Divieto di incontro: si può chiedere deroga per visita?
Utente_Anonimo_4284 · 7 visualizzazioni
Il mio compagno è in carcere ed io ho divieto di incontro, vorrei sapere se è possibile avere una deroga e poterci incontrare?
Risposta diretta
Sì, è possibile chiedere una deroga al divieto di incontro, ma occorre presentare un'apposita istanza al giudice competente tramite un avvocato. Non è una procedura automatica: il giudice valuterà caso per caso se sussistono motivi validi per concederla.
Quadro normativo
Il divieto di incontro è una misura cautelare disciplinata dagli artt. 282-bis e 282-ter del Codice di Procedura Penale. La possibilità di modifica o revoca di una misura cautelare è prevista dall'art. 299 c.p.p., che consente all'interessato di chiedere al giudice una rivalutazione delle condizioni che hanno giustificato l'applicazione del divieto. Se il partner è in regime di custodia cautelare in carcere, possono applicarsi anche le norme sull'ordinamento penitenziario (L. 354/1975) in materia di colloqui.
Come funziona in pratica
- Il divieto di incontro è stato emesso da un giudice (di solito il GIP o il Tribunale del Riesame) nell'ambito di un procedimento penale
- Per ottenere una deroga, il tuo avvocato deve presentare un'istanza di modifica della misura cautelare ai sensi dell'art. 299 c.p.p.
- L'istanza deve indicare le ragioni concrete per cui la deroga è giustificata (es. convivenza pregressa, figli in comune, necessità documentate)
- Il giudice può accogliere la richiesta, rigettarla, oppure modificare parzialmente le condizioni (es. consentire il colloquio solo in presenza di sorveglianza)
- Se il partner è condannato definitivo e non in custodia cautelare, la gestione dei colloqui spetta alla direzione dell'istituto penitenziario, sempre nei limiti di eventuali restrizioni giudiziarie
Cosa conviene fare
- Contatta subito un avvocato penalista: solo un difensore può presentare formalmente l'istanza al giudice
- Raccogli documenti che attestino il tuo legame con il detenuto (stato di famiglia, atti di nascita di eventuali figli, documentazione della convivenza)
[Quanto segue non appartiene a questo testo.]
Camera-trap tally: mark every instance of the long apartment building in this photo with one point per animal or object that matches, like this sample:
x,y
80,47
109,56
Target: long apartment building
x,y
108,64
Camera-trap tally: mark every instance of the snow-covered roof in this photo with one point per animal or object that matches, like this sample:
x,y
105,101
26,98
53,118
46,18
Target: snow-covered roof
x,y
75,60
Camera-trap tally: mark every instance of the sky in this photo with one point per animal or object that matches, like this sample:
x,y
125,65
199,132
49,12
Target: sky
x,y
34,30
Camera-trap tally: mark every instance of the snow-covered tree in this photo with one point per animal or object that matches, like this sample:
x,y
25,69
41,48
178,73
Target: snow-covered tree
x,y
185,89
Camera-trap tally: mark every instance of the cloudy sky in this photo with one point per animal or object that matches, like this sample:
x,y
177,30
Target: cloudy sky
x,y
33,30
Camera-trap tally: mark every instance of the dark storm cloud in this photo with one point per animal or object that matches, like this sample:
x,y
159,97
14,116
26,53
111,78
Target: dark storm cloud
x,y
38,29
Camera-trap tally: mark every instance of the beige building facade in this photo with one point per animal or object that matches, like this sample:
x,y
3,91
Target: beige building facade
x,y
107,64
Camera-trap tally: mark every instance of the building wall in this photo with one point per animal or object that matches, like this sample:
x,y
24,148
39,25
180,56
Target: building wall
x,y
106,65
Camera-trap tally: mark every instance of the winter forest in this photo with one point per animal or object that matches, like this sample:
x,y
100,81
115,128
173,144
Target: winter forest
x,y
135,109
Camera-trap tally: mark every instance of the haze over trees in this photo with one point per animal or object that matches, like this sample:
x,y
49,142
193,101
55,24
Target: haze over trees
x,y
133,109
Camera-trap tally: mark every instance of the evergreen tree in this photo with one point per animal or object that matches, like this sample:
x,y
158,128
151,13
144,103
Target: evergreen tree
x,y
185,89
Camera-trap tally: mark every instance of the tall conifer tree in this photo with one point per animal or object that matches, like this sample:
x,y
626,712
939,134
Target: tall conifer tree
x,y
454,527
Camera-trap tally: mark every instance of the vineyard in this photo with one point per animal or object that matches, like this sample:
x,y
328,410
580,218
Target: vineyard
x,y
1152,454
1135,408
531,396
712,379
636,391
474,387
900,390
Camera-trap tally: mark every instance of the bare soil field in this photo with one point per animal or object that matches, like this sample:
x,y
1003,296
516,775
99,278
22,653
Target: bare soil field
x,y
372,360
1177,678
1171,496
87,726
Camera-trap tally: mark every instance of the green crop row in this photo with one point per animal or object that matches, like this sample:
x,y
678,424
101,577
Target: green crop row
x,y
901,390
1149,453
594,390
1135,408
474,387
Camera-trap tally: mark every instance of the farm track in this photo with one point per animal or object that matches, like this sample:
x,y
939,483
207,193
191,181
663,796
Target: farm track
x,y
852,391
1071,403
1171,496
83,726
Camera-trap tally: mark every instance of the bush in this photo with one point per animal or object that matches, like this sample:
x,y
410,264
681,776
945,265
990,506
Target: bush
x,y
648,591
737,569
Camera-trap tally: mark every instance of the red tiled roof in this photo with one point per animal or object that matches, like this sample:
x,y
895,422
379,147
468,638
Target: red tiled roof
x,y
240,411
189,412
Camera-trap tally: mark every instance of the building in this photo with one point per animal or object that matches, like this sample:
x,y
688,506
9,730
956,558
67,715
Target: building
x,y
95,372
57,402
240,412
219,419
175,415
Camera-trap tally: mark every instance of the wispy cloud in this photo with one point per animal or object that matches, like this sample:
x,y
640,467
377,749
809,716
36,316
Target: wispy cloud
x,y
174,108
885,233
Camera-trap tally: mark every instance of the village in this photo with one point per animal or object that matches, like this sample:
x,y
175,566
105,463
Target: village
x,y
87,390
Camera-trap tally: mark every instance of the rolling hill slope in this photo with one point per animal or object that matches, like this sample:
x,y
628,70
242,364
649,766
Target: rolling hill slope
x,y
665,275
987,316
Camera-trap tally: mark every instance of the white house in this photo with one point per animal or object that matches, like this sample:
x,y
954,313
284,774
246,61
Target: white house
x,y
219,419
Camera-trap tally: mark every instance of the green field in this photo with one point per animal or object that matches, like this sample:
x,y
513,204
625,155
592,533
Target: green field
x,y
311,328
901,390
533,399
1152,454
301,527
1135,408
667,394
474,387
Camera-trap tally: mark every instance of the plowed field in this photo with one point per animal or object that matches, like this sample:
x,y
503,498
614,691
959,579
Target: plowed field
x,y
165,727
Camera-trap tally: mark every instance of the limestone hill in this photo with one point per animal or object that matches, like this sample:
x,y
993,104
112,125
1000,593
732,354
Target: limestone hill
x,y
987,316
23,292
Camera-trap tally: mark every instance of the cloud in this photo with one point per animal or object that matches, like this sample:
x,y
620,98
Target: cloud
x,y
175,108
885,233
- Chiedi all'avvocato di verificare chi ha emesso il divieto e in quale fase processuale si trova il procedimento: questo determina a quale giudice rivolgersi
- Se hai figli minori in comune, questo elemento può rafforzare significativamente la richiesta di deroga
- Considera che i tempi dipendono dal carico del tribunale, ma l'istanza ex art. 299 c.p.p. deve essere decisa entro 5 giorni dalla presentazione
Questa risposta è generata da intelligenza artificiale e ha scopo puramente informativo. Non costituisce consulenza legale professionale.